At the beginning of each semester at Kent State, where I teach in the journalism school, I make a point of opening my arms wide and saying to students, “Welcome to your adulthood.”

The frequency of alarmed faces affirms both my suspicions and my intentions.

I teach mostly juniors and seniors, and so they’re already in their early 20s. They’re still full-time students, and most of them are also holding down one or two hourly wage jobs to be able to afford school and housing. So, in some ways, they already know what it feels like to be out in the world and working hard.

But with rare exceptions, they’re not living the lives for which they hope to be training. That’s where I come in, twice a week in class and in various interactions outside the classroom. It’s my job to do whatever I can to help them get to their dreams. “Think of it as practice rounds for your professional life,” I tell them.

It’s one thing to be an adult in an established career trying to work at home. It’s quite another when you’re a high school or college senior on the brink of the rest of your life.

This is particularly true for seniors in both college and high school. Overnight, it’s as if someone hit pause on your life, and suddenly everyone around you is talking about how to stay alive.

Some of my students have siblings who are high school seniors, and it’s moving to see how much they worry for their sisters and brothers who’ve lost the end-of-year rituals of proms and parties and end-of-high ceremonies — including graduation.

Even for those who’ve been counting the days until they could leave, there are rituals of finality. The last class. The last packed box. The last time you leave a room, an apartment, a parking lot. It’s the punctuation of departure. It makes it feel real and earned.

If you’re tempted to dismiss all of this as the whining of youth, I fear you’ve forgotten what it means to be young. I recommend chasing down those memories of your earlier time and clutching them to your heart. You left some of your best parts back there.

One of the hardest aspects of this pandemic for teenagers and young adults is this constant emphasis on death.

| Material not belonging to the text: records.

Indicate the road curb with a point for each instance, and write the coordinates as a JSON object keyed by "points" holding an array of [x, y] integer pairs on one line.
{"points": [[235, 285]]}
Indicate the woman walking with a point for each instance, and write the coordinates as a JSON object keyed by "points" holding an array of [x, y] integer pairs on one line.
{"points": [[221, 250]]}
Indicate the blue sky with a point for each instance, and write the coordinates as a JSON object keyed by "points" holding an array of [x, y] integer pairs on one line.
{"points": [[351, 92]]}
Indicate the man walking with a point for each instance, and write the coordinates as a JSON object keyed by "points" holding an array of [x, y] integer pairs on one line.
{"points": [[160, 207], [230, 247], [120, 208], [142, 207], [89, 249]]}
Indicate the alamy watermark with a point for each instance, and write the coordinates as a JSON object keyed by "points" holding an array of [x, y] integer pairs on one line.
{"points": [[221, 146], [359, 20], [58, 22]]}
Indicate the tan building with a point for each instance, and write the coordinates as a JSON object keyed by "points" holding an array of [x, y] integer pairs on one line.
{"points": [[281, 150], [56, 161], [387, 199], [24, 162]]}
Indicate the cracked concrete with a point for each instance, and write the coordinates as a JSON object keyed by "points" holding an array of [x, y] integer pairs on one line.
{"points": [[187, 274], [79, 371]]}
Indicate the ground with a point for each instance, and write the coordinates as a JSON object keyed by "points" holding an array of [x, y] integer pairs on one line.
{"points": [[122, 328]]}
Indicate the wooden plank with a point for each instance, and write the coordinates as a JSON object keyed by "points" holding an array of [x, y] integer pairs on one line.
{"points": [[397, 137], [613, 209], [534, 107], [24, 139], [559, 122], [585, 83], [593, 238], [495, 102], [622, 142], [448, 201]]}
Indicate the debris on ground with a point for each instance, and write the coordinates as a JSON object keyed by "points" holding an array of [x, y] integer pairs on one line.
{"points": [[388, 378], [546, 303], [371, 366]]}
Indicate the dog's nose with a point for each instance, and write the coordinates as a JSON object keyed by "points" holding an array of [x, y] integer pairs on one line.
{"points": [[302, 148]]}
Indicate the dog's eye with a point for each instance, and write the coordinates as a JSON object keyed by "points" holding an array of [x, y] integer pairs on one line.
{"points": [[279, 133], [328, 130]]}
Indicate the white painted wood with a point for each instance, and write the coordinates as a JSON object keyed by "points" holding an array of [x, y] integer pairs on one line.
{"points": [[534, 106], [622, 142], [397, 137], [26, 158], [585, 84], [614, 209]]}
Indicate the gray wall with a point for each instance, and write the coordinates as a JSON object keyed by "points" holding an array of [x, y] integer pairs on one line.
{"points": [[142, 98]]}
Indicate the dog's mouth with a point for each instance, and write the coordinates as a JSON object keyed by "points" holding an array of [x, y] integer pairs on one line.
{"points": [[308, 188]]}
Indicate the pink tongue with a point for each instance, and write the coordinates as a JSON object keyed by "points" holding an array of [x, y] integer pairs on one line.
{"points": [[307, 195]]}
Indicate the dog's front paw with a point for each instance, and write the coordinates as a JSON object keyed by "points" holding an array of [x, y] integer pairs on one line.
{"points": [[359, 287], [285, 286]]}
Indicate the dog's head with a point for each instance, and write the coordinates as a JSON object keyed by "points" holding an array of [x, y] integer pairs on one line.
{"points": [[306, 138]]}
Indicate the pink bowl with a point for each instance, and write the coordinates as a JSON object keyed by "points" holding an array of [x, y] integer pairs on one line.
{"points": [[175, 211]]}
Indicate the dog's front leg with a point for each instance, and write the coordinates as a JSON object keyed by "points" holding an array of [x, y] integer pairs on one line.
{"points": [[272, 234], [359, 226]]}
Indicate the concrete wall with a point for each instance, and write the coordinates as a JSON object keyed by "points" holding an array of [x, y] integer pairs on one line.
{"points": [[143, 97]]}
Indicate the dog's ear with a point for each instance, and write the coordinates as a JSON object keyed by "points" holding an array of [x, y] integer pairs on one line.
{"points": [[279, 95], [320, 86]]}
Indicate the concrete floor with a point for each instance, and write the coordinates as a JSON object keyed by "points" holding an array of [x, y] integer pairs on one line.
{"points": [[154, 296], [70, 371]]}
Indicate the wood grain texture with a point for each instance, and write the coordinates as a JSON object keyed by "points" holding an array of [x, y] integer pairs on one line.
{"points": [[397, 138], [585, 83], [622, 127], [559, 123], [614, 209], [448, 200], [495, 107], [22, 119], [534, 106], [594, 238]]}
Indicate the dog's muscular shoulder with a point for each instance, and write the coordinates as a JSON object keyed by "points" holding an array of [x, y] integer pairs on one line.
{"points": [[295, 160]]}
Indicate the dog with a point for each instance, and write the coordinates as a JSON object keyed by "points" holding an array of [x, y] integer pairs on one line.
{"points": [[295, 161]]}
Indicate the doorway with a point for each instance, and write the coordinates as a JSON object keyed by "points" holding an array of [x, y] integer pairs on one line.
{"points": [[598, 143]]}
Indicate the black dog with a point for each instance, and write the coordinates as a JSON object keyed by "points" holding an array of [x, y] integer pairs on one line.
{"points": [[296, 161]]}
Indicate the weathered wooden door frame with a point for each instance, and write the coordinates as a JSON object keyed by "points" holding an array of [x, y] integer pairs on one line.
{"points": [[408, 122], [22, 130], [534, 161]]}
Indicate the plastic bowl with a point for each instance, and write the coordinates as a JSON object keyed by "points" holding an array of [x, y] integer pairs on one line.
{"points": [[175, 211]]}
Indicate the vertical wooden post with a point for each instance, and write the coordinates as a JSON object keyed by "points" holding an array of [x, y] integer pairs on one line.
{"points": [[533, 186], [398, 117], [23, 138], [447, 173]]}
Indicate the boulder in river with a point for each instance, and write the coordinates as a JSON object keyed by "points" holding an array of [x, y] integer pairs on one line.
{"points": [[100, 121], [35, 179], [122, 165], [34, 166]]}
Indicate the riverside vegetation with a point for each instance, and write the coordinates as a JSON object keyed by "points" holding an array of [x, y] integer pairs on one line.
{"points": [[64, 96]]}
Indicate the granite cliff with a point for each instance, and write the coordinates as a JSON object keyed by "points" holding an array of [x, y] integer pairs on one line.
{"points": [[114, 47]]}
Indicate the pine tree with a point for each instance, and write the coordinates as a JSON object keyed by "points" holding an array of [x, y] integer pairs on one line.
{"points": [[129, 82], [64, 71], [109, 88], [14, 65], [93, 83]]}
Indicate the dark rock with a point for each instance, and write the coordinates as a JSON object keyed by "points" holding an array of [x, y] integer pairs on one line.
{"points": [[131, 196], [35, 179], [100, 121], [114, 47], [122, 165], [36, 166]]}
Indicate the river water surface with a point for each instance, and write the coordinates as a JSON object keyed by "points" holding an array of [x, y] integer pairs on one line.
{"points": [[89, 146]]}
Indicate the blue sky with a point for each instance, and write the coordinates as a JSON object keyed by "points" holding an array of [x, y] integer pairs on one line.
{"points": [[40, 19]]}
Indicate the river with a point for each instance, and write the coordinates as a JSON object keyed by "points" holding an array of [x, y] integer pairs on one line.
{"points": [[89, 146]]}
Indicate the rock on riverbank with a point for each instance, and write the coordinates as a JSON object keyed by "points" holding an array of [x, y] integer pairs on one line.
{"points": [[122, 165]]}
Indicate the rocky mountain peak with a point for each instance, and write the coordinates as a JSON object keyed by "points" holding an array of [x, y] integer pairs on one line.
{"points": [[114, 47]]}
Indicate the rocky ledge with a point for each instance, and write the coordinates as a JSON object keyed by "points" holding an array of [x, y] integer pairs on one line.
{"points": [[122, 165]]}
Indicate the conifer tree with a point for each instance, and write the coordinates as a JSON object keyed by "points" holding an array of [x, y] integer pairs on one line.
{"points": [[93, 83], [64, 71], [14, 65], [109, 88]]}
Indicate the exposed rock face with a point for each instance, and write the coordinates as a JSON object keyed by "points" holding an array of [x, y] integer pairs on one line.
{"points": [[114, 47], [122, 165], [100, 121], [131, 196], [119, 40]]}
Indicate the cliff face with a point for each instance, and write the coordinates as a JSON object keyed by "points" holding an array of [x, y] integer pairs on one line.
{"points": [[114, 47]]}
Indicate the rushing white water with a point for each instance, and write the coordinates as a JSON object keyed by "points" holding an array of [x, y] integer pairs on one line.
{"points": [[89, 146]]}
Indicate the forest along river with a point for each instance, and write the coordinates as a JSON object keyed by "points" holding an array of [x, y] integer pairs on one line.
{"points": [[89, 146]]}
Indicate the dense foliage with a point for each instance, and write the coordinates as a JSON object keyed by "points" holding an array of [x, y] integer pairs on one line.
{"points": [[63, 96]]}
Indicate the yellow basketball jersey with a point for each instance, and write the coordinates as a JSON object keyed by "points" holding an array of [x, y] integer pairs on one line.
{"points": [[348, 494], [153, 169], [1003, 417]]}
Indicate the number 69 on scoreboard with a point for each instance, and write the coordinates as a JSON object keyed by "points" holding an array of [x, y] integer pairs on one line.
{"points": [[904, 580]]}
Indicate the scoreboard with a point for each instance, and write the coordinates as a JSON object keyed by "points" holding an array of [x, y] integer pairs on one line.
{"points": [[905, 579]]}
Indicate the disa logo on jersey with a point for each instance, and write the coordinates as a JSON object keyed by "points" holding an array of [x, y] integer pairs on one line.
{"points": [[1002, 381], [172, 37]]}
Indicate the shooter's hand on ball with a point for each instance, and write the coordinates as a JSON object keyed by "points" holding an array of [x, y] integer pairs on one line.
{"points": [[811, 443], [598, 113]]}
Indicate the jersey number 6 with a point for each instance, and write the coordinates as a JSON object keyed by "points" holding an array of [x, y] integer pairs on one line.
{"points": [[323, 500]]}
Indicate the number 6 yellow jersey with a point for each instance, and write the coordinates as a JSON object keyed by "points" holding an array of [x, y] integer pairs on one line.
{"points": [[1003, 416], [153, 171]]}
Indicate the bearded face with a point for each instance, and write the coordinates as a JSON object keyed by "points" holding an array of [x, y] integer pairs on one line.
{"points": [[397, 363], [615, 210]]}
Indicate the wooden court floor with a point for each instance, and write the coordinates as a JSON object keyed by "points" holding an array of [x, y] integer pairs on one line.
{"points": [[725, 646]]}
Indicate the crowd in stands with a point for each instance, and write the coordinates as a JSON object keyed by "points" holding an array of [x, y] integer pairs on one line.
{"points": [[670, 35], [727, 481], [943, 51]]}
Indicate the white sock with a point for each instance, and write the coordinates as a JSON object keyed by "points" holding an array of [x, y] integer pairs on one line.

Few of my students fear for their own lives, but they are obsessed with protecting the lives of older family members. This does not surprise me. In my four years of teaching, the most common theme for the first personal essay is about a beloved relationship with a grandparent.

“I would never forgive myself if I gave this to my grandma,” one student told me earlier this week. His grandmother has preexisting conditions, and so he is staying out of hug’s way even when dropping off groceries on her porch. She pleads with him to visit.

“I say to her, ‘I love you too much to stay,'” he told me, close to tears.

These young people in our lives and in our world. They will be the storytellers of this pandemic, which is going to change the course of our country for decades to come. They will remember our mistakes, and they will determine who we will be.

Our future — the one we hope to see, and the one that will continue long after we are gone — couldn’t be in more capable hands.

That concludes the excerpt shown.